Indeed, provisions for COMELEC Time have been made by amendment of the franchises of radio and television
broadcast stations and, until the present case was brought, such provisions had not been thought of as taking
property without just compensation. Art. XII, 11 of the Constitution authorizes the amendment of franchises for
"the common good." What better measure can be conceived for the common good than one for free air time for
the benefit not only of candidates but even more of the public, particularly the voters, so that they will be fully
informed of the issues in an election? "[I]t is the right of the viewers and listeners, not the right of the
broadcasters, which is paramount." 11
Nor indeed can there be any constitutional objection to the requirement that broadcast stations give free air time.

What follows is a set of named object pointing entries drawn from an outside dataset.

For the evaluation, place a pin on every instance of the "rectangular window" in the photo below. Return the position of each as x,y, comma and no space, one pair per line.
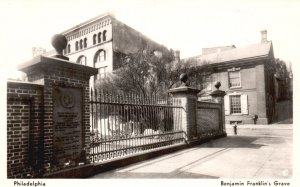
101,73
234,79
235,104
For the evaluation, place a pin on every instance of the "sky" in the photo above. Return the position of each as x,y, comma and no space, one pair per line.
185,25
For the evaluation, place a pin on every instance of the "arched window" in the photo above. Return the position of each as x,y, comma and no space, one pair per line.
94,39
69,48
85,43
101,56
104,35
81,60
99,37
76,46
81,44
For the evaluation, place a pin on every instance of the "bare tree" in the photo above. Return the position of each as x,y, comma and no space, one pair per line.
148,72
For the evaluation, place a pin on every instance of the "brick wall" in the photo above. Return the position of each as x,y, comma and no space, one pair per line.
56,73
24,128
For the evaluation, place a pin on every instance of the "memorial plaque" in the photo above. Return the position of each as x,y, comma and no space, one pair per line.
67,121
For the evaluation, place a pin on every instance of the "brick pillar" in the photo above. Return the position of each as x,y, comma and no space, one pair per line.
218,97
66,116
188,99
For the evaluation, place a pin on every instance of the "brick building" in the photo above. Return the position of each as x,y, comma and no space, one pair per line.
101,41
247,76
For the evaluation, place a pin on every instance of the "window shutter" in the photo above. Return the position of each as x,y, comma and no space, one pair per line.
244,104
226,105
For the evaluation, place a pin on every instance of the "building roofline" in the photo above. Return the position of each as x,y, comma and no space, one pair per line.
87,22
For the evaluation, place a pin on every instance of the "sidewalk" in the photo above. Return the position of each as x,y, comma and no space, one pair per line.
258,152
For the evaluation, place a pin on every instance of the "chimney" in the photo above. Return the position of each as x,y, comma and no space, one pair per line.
264,36
177,55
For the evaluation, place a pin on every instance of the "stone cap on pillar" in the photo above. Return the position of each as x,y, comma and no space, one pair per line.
218,93
49,64
184,89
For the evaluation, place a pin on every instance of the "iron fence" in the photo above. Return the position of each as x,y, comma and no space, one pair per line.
123,125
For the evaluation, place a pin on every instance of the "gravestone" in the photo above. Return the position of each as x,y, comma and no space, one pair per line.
67,122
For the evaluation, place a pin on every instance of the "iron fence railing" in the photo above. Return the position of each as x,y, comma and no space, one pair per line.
122,125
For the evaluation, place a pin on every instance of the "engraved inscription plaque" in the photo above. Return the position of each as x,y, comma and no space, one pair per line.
67,121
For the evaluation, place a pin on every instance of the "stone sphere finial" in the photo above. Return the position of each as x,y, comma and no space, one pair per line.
59,42
218,84
183,78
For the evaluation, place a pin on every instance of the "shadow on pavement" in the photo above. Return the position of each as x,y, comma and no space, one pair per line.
234,142
170,175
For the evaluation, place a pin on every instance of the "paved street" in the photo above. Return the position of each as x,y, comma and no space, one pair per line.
257,152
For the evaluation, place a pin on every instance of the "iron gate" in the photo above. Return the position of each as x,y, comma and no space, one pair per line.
123,125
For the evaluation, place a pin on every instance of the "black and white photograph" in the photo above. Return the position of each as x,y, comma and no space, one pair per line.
158,92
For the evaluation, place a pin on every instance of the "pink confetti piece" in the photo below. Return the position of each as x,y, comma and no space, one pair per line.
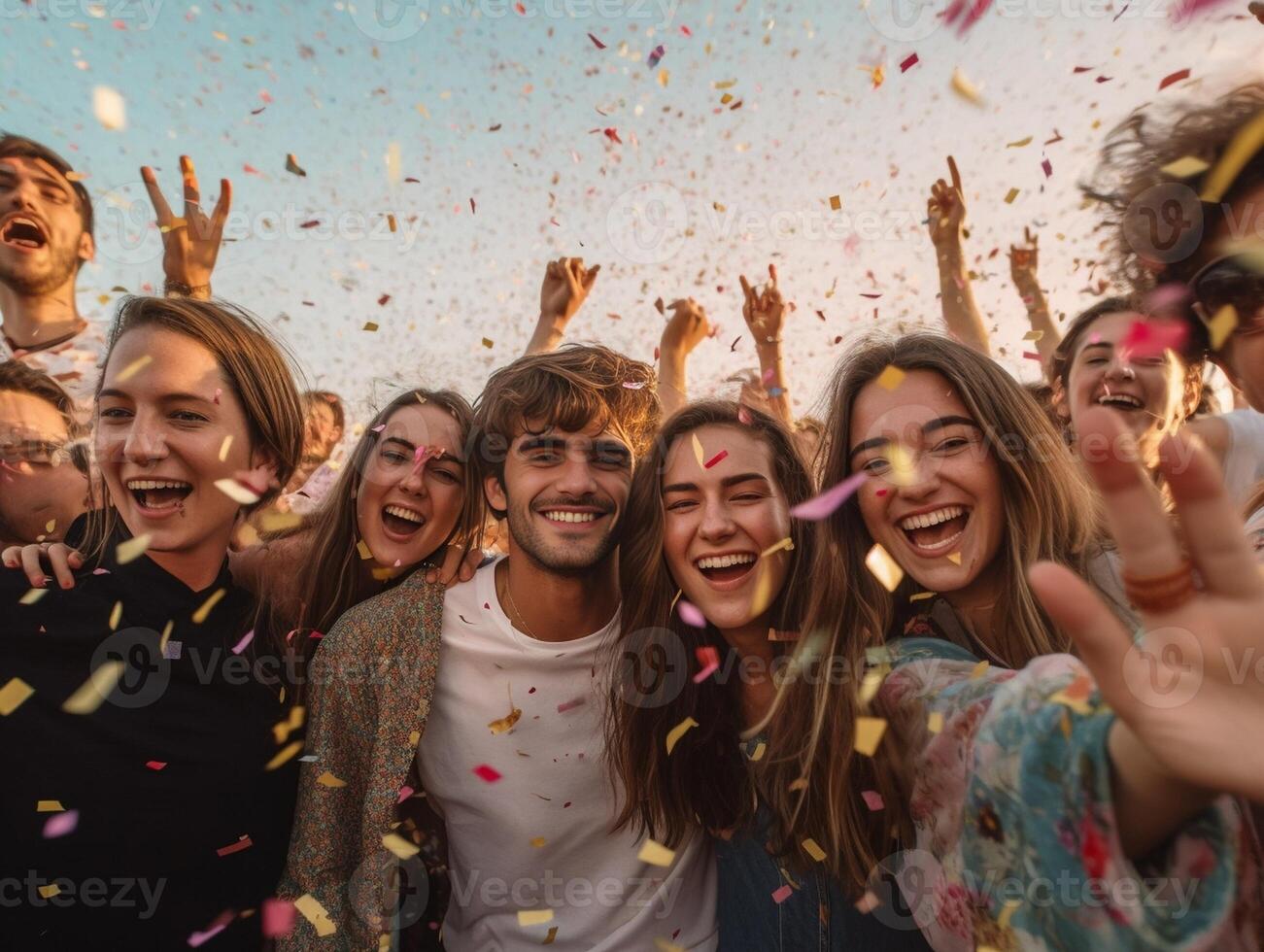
690,615
823,506
61,825
716,459
278,918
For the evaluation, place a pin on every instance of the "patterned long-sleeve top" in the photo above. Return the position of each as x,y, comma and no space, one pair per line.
1016,838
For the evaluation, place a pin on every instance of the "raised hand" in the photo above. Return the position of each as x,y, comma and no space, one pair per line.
1024,260
565,288
191,243
1187,689
945,209
764,309
687,327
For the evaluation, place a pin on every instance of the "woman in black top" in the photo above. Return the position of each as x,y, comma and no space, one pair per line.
150,758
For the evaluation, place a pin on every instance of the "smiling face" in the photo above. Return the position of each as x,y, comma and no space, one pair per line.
160,441
408,501
717,523
42,238
938,514
1146,392
564,493
41,491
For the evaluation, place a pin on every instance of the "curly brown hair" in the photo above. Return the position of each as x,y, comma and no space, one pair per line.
1139,197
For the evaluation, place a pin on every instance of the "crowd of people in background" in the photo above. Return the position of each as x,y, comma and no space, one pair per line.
954,663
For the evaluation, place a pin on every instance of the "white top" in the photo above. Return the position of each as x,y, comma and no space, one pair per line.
538,837
1244,456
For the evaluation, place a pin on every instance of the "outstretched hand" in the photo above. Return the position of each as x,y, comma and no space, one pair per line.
189,243
1188,688
945,209
764,309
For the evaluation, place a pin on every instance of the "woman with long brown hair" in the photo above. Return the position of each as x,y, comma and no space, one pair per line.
717,570
971,747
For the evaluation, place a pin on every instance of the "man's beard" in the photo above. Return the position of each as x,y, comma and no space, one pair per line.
33,282
566,561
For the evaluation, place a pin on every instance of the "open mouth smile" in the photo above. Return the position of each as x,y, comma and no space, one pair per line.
937,532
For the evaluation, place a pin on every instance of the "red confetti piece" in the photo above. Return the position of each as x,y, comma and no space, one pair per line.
1173,78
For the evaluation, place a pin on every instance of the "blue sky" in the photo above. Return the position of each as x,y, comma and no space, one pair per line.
482,101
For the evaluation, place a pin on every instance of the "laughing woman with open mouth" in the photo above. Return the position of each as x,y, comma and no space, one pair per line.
139,729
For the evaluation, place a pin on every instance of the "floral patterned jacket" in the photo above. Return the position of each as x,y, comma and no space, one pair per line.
372,680
1016,845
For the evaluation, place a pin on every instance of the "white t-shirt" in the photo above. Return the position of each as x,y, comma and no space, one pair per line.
1244,456
538,837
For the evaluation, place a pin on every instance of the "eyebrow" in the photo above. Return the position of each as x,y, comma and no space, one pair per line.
927,428
726,482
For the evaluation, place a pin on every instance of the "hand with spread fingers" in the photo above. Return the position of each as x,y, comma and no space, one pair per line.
1179,691
191,243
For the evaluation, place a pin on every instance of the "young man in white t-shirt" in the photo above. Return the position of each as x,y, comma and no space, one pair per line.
512,754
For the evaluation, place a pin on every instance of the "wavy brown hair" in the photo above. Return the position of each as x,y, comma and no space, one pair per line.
814,774
331,577
704,781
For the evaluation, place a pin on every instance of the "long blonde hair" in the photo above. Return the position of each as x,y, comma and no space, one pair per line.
814,776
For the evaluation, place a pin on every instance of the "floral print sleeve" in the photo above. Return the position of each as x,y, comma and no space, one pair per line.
1016,845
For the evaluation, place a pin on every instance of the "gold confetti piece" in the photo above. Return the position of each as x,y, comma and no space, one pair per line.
869,733
1185,167
284,755
200,615
1221,325
14,695
655,854
90,695
315,913
135,367
965,88
884,568
890,378
788,544
676,732
109,108
399,846
131,549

Even in the United States, there are responsible scholars who believe that government controls on broadcast
media can constitutionally be instituted to ensure diversity of views and attention to public affairs to further the
system of free expression. For this purpose, broadcast stations may be required to give free air time to candidates
in an election.
In truth, radio and television broadcasting companies, which are given franchises, do not own the airwaves and
frequencies through which they transmit broadcast signals and images. They are merely given the temporary
privilege of using them. Since a franchise is a mere privilege, the exercise of the privilege may reasonably be
burdened with the performance by the grantee of some form of public service.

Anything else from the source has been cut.